When asked what issues concerned them about an independent Scotland, taxation, possible new regulations, currency and EU membership were among those mentioned most often.

The research, carried out by the small business network Ingenious Britain, comes amid furious clashes between the Scottish Government and Westminster over currency after an unnamed UK minister said Scotland would be allowed to share the pound after independence.

More than 90 per cent of small business owners have already decided how they will vote in the 18 September referendum, according to the survey.

Ingenious Britain chief executive Marlon Wolff said: “There is an indication coming through our research that a sizeable proportion of small business owners have sufficient reservations about the potential negative issues and challenges independence might present to be seriously questioning whether it is really in the interests of their company.
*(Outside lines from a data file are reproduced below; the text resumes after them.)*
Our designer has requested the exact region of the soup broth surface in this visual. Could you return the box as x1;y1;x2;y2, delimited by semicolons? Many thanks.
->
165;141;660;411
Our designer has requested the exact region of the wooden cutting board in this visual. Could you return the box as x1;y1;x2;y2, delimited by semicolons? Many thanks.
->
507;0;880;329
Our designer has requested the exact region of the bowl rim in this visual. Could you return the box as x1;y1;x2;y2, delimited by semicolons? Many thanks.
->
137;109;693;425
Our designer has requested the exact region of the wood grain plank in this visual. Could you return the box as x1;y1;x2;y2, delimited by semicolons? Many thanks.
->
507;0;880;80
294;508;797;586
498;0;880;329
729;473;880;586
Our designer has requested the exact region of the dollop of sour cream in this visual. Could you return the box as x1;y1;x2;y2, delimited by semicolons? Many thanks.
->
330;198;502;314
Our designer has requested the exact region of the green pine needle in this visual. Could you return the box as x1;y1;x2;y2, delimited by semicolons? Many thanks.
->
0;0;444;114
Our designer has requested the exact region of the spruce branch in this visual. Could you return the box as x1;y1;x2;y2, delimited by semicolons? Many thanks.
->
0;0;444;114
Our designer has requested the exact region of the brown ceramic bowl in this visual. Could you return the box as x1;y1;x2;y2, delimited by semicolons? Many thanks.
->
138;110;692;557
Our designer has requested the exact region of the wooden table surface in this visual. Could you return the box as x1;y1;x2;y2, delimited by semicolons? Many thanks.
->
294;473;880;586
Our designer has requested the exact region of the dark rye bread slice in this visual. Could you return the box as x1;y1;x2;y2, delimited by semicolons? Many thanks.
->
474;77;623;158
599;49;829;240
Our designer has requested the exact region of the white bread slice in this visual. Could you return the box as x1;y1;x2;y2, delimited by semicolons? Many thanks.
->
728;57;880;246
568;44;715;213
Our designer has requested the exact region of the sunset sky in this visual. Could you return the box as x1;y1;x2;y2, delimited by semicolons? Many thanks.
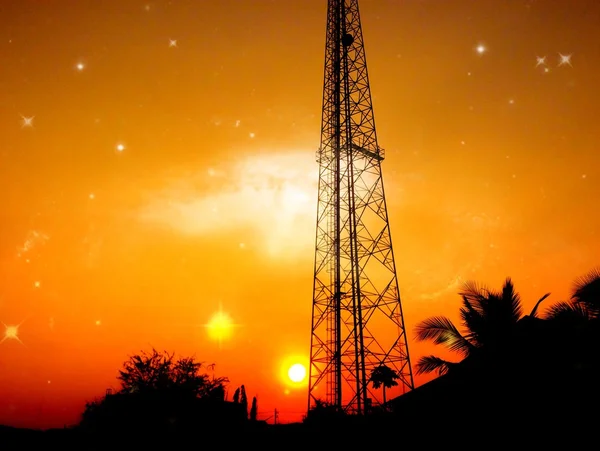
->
0;0;600;427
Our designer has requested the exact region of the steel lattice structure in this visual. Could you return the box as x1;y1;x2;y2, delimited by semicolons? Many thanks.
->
308;0;414;414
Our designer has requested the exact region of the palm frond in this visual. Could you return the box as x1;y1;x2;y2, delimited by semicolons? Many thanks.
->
416;355;457;376
529;293;551;318
500;277;523;323
571;268;600;315
415;316;473;354
458;280;490;313
544;302;591;324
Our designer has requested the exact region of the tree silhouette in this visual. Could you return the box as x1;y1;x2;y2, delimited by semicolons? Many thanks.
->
118;349;228;397
80;349;230;434
416;278;550;375
369;364;400;405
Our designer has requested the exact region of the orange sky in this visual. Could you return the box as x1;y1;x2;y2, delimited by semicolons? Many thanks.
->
0;0;600;427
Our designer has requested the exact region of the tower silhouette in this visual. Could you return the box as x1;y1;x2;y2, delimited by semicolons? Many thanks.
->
308;0;413;414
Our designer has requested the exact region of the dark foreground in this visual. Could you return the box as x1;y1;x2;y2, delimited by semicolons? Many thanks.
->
0;414;598;451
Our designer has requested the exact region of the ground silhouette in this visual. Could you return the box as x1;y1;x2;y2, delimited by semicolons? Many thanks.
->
0;270;600;450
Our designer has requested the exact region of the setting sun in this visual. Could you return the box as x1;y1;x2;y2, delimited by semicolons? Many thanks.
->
206;311;233;342
288;363;306;383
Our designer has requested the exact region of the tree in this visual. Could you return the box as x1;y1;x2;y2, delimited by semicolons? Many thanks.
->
118;349;229;397
416;278;550;375
250;396;258;421
80;349;233;435
369;364;400;406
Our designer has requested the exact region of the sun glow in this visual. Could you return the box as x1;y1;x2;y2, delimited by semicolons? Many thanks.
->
279;354;308;388
139;152;318;259
288;363;306;384
206;311;234;342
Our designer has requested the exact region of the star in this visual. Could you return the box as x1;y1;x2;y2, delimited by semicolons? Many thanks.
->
558;53;573;67
0;323;24;345
21;116;35;128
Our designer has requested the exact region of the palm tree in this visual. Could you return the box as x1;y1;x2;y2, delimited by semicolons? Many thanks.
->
416;278;550;375
369;364;400;405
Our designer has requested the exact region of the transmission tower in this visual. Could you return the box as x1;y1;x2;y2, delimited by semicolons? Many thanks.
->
308;0;413;414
“However, it is going to be a close decision, with many reacting against what they perceive to be status quo in which their needs as Scottish businesses are not reflected or taken into account.”
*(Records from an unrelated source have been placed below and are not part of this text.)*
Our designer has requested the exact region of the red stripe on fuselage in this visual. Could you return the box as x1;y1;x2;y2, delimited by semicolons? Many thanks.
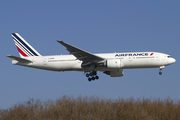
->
16;46;28;57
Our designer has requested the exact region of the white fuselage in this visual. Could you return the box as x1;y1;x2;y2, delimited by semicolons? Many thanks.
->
12;52;175;71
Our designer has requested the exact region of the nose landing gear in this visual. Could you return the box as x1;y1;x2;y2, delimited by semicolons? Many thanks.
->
86;71;99;82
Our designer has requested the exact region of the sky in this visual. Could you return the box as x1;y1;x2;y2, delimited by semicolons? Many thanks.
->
0;0;180;109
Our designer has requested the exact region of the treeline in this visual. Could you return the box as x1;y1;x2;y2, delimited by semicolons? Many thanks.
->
0;96;180;120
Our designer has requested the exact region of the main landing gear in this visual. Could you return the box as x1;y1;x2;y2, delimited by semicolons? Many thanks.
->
86;71;99;82
159;66;165;75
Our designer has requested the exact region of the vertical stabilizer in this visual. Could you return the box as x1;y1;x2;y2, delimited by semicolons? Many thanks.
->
11;33;41;57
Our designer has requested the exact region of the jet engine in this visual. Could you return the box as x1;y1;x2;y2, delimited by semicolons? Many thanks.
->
104;69;123;77
106;59;121;69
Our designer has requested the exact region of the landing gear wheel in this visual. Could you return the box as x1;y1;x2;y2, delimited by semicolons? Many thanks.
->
159;71;162;75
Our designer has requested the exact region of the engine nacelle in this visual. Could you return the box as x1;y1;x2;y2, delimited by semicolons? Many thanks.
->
104;69;123;77
106;59;121;69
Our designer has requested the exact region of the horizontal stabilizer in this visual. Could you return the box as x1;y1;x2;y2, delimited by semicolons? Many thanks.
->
7;55;32;63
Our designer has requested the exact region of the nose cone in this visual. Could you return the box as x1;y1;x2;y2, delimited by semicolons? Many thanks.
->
169;58;176;64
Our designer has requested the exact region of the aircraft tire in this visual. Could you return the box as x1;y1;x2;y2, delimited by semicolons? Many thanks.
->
159;72;162;75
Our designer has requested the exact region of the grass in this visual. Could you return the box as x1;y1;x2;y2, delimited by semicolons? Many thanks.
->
0;96;180;120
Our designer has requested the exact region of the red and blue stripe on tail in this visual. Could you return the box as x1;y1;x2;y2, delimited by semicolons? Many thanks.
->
11;33;41;57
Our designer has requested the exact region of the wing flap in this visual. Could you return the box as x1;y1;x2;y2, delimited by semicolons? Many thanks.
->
57;40;104;62
7;55;32;63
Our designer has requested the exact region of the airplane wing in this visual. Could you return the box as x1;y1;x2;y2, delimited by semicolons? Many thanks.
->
57;40;105;64
7;55;32;63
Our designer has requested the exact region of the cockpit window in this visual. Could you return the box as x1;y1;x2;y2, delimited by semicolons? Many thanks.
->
167;56;172;58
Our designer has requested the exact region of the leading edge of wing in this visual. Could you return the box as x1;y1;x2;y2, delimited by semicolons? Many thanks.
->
57;40;104;62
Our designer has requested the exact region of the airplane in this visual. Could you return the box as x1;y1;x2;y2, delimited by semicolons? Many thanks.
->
7;33;176;81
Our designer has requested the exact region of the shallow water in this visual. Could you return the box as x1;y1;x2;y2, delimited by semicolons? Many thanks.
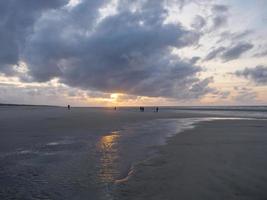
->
0;118;260;200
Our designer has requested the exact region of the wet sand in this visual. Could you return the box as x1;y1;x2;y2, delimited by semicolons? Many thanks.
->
0;106;267;200
115;120;267;200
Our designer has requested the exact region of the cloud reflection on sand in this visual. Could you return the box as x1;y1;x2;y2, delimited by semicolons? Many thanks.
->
97;131;120;183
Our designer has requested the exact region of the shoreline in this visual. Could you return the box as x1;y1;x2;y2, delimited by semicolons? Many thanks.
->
114;119;267;200
0;107;267;200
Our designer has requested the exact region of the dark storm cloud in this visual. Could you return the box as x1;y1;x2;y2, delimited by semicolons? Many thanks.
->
205;42;254;62
0;0;67;74
0;0;212;98
235;65;267;84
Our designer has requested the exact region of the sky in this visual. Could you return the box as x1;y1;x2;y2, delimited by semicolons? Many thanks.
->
0;0;267;106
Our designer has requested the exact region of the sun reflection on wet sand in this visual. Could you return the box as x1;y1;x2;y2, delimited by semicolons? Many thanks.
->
97;131;120;183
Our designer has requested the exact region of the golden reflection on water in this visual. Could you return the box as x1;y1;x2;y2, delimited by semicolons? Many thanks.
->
97;131;120;183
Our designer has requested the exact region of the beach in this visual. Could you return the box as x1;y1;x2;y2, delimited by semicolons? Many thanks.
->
0;106;267;200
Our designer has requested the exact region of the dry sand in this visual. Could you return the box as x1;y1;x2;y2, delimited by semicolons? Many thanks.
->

Four out of ten (41 per cent) of those questioned feel independence may make it less likely for them to be able to invest in growing their business, while 36 per cent feel leaving the UK would make it more likely they could do this.

Tessa Hartmann of Hartmann Media, a PR and communications company working in the fashion sector, said “uncertainty” surrounding the referendum and any future currency was already having a negative impact on the sector and affecting exports.
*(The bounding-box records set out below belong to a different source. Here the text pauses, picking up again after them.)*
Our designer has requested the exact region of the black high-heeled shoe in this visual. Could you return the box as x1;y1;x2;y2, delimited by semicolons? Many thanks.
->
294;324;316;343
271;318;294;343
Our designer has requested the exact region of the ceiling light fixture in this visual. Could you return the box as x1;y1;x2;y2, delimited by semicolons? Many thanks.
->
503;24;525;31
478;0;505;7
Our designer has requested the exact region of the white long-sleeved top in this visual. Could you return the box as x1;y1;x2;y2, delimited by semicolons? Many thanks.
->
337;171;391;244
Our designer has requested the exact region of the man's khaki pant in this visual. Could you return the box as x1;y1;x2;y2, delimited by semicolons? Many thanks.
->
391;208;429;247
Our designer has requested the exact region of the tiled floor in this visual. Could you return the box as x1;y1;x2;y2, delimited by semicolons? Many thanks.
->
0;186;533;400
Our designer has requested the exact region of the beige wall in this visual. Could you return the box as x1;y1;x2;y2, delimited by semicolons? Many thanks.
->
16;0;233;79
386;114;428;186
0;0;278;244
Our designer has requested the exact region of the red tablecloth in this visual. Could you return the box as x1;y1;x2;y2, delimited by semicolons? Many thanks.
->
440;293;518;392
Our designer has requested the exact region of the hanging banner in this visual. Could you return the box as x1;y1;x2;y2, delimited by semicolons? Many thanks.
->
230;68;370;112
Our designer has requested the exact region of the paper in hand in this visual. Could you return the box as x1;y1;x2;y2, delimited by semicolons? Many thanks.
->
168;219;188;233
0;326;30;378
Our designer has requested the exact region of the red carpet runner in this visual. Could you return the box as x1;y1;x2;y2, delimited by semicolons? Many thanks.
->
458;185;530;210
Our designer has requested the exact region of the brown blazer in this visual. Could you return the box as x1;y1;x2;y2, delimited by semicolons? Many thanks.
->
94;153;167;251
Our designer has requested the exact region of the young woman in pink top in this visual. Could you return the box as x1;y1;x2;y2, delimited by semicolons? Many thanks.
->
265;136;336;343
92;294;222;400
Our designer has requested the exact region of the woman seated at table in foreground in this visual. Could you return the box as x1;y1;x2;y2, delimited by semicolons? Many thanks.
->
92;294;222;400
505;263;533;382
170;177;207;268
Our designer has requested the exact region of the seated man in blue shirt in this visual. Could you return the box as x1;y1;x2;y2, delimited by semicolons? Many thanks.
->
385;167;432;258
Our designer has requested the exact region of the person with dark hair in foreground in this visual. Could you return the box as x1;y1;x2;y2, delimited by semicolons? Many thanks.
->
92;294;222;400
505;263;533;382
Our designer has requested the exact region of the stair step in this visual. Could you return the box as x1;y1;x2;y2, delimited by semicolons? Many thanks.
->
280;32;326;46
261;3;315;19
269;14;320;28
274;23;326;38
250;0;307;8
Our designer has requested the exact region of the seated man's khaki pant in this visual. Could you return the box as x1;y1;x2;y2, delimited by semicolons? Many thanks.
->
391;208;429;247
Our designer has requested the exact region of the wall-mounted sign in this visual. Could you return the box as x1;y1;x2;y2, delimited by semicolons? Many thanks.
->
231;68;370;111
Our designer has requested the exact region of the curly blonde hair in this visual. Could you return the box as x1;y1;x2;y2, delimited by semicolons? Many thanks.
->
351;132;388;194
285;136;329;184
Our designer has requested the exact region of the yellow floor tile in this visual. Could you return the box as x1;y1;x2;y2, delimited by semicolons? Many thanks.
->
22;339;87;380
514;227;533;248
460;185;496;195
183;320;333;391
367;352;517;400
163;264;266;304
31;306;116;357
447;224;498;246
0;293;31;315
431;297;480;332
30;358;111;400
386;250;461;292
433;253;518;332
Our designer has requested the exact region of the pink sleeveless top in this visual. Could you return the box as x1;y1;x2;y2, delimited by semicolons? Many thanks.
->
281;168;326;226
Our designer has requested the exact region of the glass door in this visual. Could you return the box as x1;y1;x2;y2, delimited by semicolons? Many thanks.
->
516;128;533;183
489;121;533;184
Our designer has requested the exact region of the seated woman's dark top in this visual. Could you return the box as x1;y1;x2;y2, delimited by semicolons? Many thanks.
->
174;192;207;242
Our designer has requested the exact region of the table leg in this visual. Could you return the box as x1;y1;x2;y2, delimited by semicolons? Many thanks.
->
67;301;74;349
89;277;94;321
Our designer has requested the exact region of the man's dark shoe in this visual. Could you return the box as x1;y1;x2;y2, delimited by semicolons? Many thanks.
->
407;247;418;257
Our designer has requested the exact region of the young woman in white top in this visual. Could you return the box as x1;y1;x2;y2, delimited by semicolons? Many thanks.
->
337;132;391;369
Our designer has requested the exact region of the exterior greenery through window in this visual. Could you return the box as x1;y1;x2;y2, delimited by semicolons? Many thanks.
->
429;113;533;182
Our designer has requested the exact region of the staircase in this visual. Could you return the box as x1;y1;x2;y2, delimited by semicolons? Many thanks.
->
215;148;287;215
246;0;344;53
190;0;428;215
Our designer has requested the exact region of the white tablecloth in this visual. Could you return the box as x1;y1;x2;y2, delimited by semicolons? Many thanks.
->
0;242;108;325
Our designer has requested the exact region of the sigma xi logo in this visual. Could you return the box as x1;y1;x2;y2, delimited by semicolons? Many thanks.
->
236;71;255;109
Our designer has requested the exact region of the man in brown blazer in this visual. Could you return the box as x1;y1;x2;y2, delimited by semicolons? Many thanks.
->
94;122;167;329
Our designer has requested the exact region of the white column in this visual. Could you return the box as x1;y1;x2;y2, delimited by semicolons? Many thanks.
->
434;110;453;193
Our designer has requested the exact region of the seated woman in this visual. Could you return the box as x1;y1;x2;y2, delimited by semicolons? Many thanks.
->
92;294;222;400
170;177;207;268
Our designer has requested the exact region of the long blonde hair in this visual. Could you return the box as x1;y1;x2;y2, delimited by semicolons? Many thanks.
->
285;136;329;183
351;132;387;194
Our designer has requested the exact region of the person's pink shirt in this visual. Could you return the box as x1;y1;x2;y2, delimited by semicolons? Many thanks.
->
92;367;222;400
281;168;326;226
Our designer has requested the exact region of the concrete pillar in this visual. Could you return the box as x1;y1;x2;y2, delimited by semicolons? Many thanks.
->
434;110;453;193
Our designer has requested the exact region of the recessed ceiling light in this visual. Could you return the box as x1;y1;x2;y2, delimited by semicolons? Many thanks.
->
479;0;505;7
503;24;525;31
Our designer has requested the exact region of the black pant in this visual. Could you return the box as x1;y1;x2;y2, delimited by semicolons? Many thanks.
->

She said: “Scotland’s long heritage in fashion and textiles has thrived as part of Brand Britain. Remove Scotland from the UK and many of our young designers and fashion companies would become ineligible for much of the crucial support and profile they currently receive from the likes of London Fashion Week and the British Fashion Council.”

Michelle Thomson, director of the pro-independence business and economic policy network Business for Scotland, said support for independence was growing in the business community.

She said: “Day in, day out Business for Scotland is welcoming new members, business owners who see what an independent Scotland could mean for them.

“Using the powers of devolution, Scotland has the most competitive business environment in the UK thanks to a range of measures, like the small business bonus scheme, which mean we are next only to London in terms of securing overseas investment and jobs, due to the fantastic efforts of Scottish Development International.”

Just over a third (37 per cent) of small business owners said they had not had enough details from the two campaigns to allow them to make an informed decision about the impact independence would have on them.

Rory Haigh, who owns Optimum Underfloor Heating in Inverness, said Scotland has different social and economic needs to the south of England. He said: “We are a small country with a good track record of entrepreneurship that is not currently being harnessed or promoted. The government of an independent Scotland would be far more proactive in doing that and in addressing the everyday needs and concerns of Scottish businesses.”

A Scottish Government spokesman said: “Independence will provide huge opportunities for Scottish businesses large and small – and we welcome the fact that 44 per cent of businesses who expressed a view in this survey believe an independent Scotland will be positive for them.

“Even with the limited powers we currently have, more than 92,000 premises have benefited from our Small Business Bonus Scheme, saving small businesses almost £167 a year. The scheme is now being expanded to benefit thousands more smaller firms. This is part of the overall business rates relief package which is worth over £590 million in 2014-15.”

A Better Together spokesman said: “Being part of the UK is good for Scotland’s small businesses. Having access to a single market of 63 million people rather than five million means there are greater opportunities for Scotland’s employers.

“Where is the sense in creating a barrier between Scottish businesses and their customers where none exists today?

“What businesses in Scotland need is clarity from Alex Salmond about what would replace the pound.”